The yen also rose to a one-month peak versus the euro, with the shared currency vulnerable to a resurgence of concern over sovereign debt. Analysts said any rise in Spanish and Italian bond yields could weaken the euro further.

The dollar was last down 0.4 percent against the yen at 81.17 yen, paring losses from earlier in the session when it slipped to 81.05 yen, its lowest level since early March.

"Even looking beyond the BoJ and Japanese policy, the global environment suggests dollar/yen will stay under pressure," said Ian Stannard, head of European FX strategy at Morgan Stanley.

"The overall trend is going to be dominated by the global bond market and we will be looking for a move back into the 80 yen area."

The dollar has been under pressure against the safe haven yen since Friday when weaker-than-expected US payrolls fuelled speculation the Federal Reserve may consider another round of quantitative easing to boost growth.

Such speculation weighs on Treasury yields, which surged last month on tentative hopes of improving US growth and after a surprise easing of monetary policy by the BoJ in February.

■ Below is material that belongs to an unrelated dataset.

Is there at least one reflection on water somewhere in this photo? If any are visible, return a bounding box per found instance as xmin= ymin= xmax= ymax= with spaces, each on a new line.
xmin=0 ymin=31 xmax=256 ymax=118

The Bank of Japan held off any new steps at Tuesday's meeting to help meet its new inflation target and boost activity ahead of a more thorough assessment of the economy later this month.

Despite that, some analysts said the yen's gains this week could be capped by speculation of further stimulus from the BoJ when it issues new forecasts on the economy on April 27. Japanese growth is still fragile and consumer inflation around zero.

As the yen rose broadly after the BOJ decision, the euro retreated from session highs at 107.478 yen to hit a trough of 105.97 yen. Some traders earlier cited stop-loss buying in the pair triggered by US banks.

Morgan Stanley's Stannard said the euro could move significantly lower against the yen given rising euro zone debt concerns and he would look for a move into the 102 yen area.

SPANISH, ITALIAN YIELDS RISE

The euro fell 0.2 percent versus the dollar to $1.3076, within sight of a one-month low of $1.3033 hit on Monday. Stop loss selling was reported around $1.3090 and market players cited more stops below $1.3064.

Both Spanish and Italian yields spreads over Bunds widened in early European trade, extending moves from last week when the US jobs numbers added to concerns about the global economic outlook.

Spanish bonds have also come under pressure recently as investors fretted Spain could be the next source of contagion in the euro zone due to its weak fiscal position.

Better-than-expected German trade data failed to provide the euro with much support as investors remained focused on underperformance in the periphery.

"The market is looking at Europe and saying there is a recession in some economies. Germany is doing quite well but is being dragged down by the others," said Gavin Friend, currency analyst at National Australia Bank.

"Euro/dollar looks to be moving down through $1.30 and I think it will be in a new $1.29 to $1.3250 range."

The growth-correlated Australian dollar dipped 0.2 percent to US$1.0276. It struggled to pull away from a three-month low of US$1.0243 hit last week, weighed down by soft local data, lingering concerns about a hard landing for the Chinese economy - a key Australian export market - and expectations for a cut in domestic rates next month.

Data showing China recorded a $5.35 billion trade surplus in March as exports grew faster than expected provided some support. Monday's high inflation reading of 3.6 percent also dealt a blow to hopes for more domestic stimulus for the Chinese economy.